Barzani'ye sökmeyen 'uluslararası hukuk'...
Cengaver Tayyip Erdoğan, indirilen Suriye uçağı ile ilgili krizi de komedi filmine
çevirdi.
Uluslararası hukuktan dem vurulurken ortada kasıtlı olarak yaratılan bilgi kirliliği var. Suriye uçağında el konulan sandıkların içinde neler bulunduğu ise tam bir muamma. Askeri haberleşme cihazı parçası olabilirmiş... Füze parçacıkları olabilirmiş.. vs.. vs..
Sakın, bu elektronik parçacıklar, çamaşır makinelerinin yedek parçaları olmasın!..
Rusya, Suriye’ye göndereceği askeri mühimmatı -en kolay ve sorunsuz yoldan- gemilerle göndermek yerine neden uçağı tercih etmiş
olsun ki?
Yoksa, el konulan “sandıkların” içinde diplomatik yazışmalar mı vardı?.. Acaba, Tayyip Erdoğan’a istihbaratı veren o gizli el (yakında adı THE ile başlayan bir gazeteden mutlaka öğreniriz) bu yazışmaları merak ediyor olabilir mi?..
Bütün uluslararası gözlemciler ve de diplomatlar bilir ki; gizli diplomatik yazışmalar bir ülkeden diğer ülkeye mühürlenmiş sandıklara konularak uçakla gönderilir ve üçüncü bir ülkenin bunu açma yetkisi de yoktur.
“Parçacık” hikayelerini pek inandırıcı bulmuyorum.
Şimdi, şu uluslararası hukuktan çokça bahsedip savaş çığlıkları atanlara somut bir gerçeği hatırlatalım. Irak’la sınırımızı çizen 1926 Ankara Antlaşması. Bakın;6, 7, 8, 9, 10, 11 ve 12’nci maddeler ne diyor?
Madde 6; Taraflar bir veya birkaç silahlı kişinin sınır mıntıkasından yağmacılık veya eşkıyalık yapmak maksadıyla girişecekleri hazırlıklara, sahip oldukları bütün vasıtalarla karşı koymayı ve bunların sınırdan geçmelerine mani olmayı karşılıklı olarak taahhüt ederler.
Madde 7; 11’inci maddede zikredilen yetkili memurlar sınır mıntıkasında yağmacılık veya eşkıyalık yapmak için bir veya birkaç silahlı kişinin hazırlıklarda bulunduklarını haber aldıklarında ihmal etmeden birbirlerini haberdar edeceklerdir.

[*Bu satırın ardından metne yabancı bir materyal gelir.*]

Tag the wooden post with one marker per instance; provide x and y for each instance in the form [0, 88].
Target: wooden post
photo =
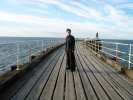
[116, 53]
[129, 56]
[18, 51]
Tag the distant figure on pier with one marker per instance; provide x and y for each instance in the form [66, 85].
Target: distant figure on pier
[70, 47]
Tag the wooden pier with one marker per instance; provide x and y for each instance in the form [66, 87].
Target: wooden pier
[92, 80]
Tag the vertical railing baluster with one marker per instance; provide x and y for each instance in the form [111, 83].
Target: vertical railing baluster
[129, 56]
[116, 51]
[29, 55]
[42, 46]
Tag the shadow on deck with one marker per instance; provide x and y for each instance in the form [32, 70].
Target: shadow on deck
[92, 80]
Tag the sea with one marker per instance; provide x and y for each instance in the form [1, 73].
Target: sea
[32, 45]
[13, 48]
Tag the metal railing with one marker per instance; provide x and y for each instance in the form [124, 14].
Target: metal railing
[121, 52]
[19, 53]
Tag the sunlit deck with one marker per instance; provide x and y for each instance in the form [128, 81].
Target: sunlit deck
[92, 80]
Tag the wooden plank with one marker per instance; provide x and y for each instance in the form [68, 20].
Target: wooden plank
[59, 90]
[22, 94]
[78, 87]
[89, 91]
[47, 92]
[99, 90]
[69, 89]
[109, 90]
[105, 74]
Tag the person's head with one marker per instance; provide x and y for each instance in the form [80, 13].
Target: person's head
[68, 31]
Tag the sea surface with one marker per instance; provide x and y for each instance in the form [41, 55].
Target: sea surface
[31, 46]
[12, 48]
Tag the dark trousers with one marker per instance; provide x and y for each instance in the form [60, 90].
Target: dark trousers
[70, 60]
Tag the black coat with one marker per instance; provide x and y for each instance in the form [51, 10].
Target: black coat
[70, 43]
[70, 46]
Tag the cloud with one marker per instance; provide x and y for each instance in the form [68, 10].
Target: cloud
[109, 19]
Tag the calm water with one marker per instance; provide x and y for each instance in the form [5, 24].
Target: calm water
[8, 49]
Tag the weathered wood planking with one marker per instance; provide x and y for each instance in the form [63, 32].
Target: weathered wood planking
[60, 86]
[47, 92]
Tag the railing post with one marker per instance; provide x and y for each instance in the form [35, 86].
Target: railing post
[95, 47]
[18, 51]
[29, 56]
[98, 47]
[129, 56]
[42, 46]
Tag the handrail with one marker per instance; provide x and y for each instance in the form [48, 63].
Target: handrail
[113, 50]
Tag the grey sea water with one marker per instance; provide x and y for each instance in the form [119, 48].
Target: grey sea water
[8, 49]
[33, 45]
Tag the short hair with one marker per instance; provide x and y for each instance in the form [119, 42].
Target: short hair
[68, 30]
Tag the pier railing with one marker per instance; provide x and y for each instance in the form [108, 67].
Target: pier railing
[16, 54]
[120, 52]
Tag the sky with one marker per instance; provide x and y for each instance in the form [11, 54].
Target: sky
[50, 18]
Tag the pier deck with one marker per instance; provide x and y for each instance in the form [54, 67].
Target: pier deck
[92, 80]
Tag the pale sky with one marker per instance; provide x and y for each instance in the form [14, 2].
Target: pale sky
[50, 18]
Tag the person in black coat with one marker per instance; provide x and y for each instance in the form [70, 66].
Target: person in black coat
[70, 47]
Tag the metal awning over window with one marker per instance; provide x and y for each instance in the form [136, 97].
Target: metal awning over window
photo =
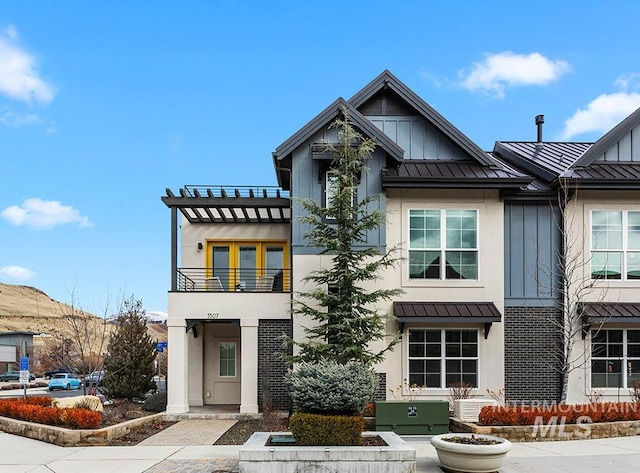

Madde 8; 11’inci maddede zikredilen yetkili memurlar, bulundukları yerlerde yapılmış olabilecek bütün yağmacılık ve haydutluk fiillerinden karşılıklı olarak birbirlerine haber vereceklerdir.
Haberdar edilecek memurlar ellerindeki bütün vasıtalarla söz konusu fiilerin faillerinin sınırdan geçmelerine mani olmaya gayret edeceklerdir.
Madde 9; Silahlı bir veya birkaç kişi sınır mıntıkasında bir cinayet veya cürüm işledikten sonra diğer sınır mıntıkasına iltica ederse oranın, bu kişileri silahları ve yağma ettikleri eşya ile birlikte, uyruğu bulunduğu tarafa teslim etmesi mecburidir.
Madde 10; Antlaşmanın işbu faslının tatbik mıntıkası Türkiye’yi Irak’tan ayıran bütün sınır ile bu sınırın iki yanında 75 km derinliğinde bulunan mıntıkadır.
Madde 11; Antlaşmanın işbu faslını tatbik etmekle görevli yetkili memurlar şunlardır: Umumi işbirliğini tanzim ve alınacak tedbirlerin mesuliyeti kendilerinde olmak üzere; Türkiye tarafından askeri sınır kumandanı, Irak tarafından Musul ve Erbil Mutasarrıfları; Mahalli bilgilerin ve acil tebligatın teatisi için Türkiye tarafından Valilerin uygun görmesi ile tayin edilecek memurlar; Irak tarafından Zaho kaymakamı, İmadiye, Zibar, Revanduz kaymakamlarıdır.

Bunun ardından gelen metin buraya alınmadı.